Presented at the twenty-third annual
Rabbi Louis Feinberg Memorial Lecture in Jewish Studies, Department of Judaic Studies,
University of Cincinnati, May 11, 2000
(Continued from page 5)

    It could be argued, of course, that the Kuntillet Ajrud texts are anomalous. Perhaps this mention of Yahweh and his Asherah is a curio–some strange belief, held by some strange people, in some strange place, way out in the middle of nowhere. Yet the discovery of a similar ancient Israelite inscription renders this hypothesis most unlikely. In September of 1967 William Dever, then working on behalf of Hebrew-Union College, purchased a series of artifacts and one inscription from an antiquities dealer in Jerusalem (Dever 1970: 139; Lemaire 1977: 595; Lemaire 1984:42).

    Realizing their importance, Dever immediately tracked down the site from where they originated–or, more accurately, from where they had been recently plundered by grave robbers–and conducted a salvage excavation. The site was located 81/2 miles west of Hebron in the Arab village of Khirbet el-Qôm (Dever 1970:140; it has since been identified with Makkedah, mentioned in the Hebrew Bible; Hadley 1987: 50).

    One of the inscriptions that Dever found on the base wall of a tomb dates to between 750-700 BCE (see Dever 1970:165; Lemaire 1977:603; Lemaire 1984: 44). The French epigraphist André Lemaire translates a part of it as follows: Blessed be Uriyahu by Yahweh and by his asherah; from his enemies he saved him! (Lemaire 1984: 44; and see Lemaire 1977: 599; Dever 1999:10) 

    Ziony Zevit of the University of Judaism reads the same section as: May Uriyahu be blessed by Yahweh my guardian and by his Asherah. Save him.(1984: 39) 

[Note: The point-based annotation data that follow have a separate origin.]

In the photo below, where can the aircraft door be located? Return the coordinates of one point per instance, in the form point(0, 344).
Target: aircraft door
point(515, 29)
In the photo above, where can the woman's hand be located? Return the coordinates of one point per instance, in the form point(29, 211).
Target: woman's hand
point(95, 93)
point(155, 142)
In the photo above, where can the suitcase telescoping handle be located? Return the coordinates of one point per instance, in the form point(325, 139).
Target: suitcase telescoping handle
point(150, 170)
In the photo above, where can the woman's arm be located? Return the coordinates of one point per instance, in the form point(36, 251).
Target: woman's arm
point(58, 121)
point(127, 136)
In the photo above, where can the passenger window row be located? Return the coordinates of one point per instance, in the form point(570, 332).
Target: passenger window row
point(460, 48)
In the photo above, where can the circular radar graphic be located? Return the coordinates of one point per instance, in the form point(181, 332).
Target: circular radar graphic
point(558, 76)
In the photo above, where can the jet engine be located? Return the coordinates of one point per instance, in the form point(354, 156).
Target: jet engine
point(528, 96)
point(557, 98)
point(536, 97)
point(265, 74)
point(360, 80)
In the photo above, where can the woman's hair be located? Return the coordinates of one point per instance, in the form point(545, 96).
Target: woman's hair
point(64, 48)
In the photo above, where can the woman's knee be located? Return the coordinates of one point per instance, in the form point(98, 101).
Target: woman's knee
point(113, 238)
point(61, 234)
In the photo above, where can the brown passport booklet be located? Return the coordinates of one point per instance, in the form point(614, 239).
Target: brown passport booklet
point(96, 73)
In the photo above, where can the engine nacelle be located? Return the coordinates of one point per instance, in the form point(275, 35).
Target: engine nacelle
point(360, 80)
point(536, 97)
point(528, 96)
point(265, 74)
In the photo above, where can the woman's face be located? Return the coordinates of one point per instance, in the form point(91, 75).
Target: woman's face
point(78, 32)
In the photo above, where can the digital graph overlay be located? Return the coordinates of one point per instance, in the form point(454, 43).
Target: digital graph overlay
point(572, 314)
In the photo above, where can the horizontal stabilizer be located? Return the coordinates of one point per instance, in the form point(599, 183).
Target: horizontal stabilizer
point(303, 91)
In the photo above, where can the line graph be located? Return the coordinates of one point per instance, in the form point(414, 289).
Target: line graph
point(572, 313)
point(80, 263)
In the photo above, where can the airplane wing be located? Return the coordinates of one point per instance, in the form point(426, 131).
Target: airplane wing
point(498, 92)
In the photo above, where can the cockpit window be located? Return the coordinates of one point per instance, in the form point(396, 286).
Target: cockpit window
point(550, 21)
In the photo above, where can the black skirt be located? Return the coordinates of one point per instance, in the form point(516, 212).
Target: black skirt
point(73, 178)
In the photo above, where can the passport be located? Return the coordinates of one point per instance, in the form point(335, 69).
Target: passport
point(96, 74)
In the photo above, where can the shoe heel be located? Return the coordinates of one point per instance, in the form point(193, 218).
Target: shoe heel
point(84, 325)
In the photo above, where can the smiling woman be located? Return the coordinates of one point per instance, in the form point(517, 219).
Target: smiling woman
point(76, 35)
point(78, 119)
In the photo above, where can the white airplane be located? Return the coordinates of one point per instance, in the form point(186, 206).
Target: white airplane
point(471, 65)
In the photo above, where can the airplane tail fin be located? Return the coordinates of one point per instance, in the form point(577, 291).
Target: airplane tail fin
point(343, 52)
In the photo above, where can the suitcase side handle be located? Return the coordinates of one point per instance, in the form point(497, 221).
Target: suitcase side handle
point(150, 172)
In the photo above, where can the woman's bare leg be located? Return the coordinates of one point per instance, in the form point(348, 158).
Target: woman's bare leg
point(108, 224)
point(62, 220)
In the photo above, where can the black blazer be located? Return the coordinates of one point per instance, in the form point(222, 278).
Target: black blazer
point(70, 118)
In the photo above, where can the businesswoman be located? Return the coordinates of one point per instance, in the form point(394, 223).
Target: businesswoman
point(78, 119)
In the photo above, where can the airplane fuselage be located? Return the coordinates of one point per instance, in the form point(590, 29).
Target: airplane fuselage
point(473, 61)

William Dever rendered the inscription as follows: Blessed be Uriyahu to Yahweh, and from his enemies save him by his a/Asherah (1999:10; contra Dever 1970:159)13

    And Judith Hadley, in her comprehensive recent study The Cult of Asherah in Ancient Israel and Judah: Evidence for a Hebrew Goddess, translates: Blessed by Uriyahu by Yahweh for from his enemies by his (YHWH’s) asherah he (YHWH) has saved him (Hadley 2000:86) 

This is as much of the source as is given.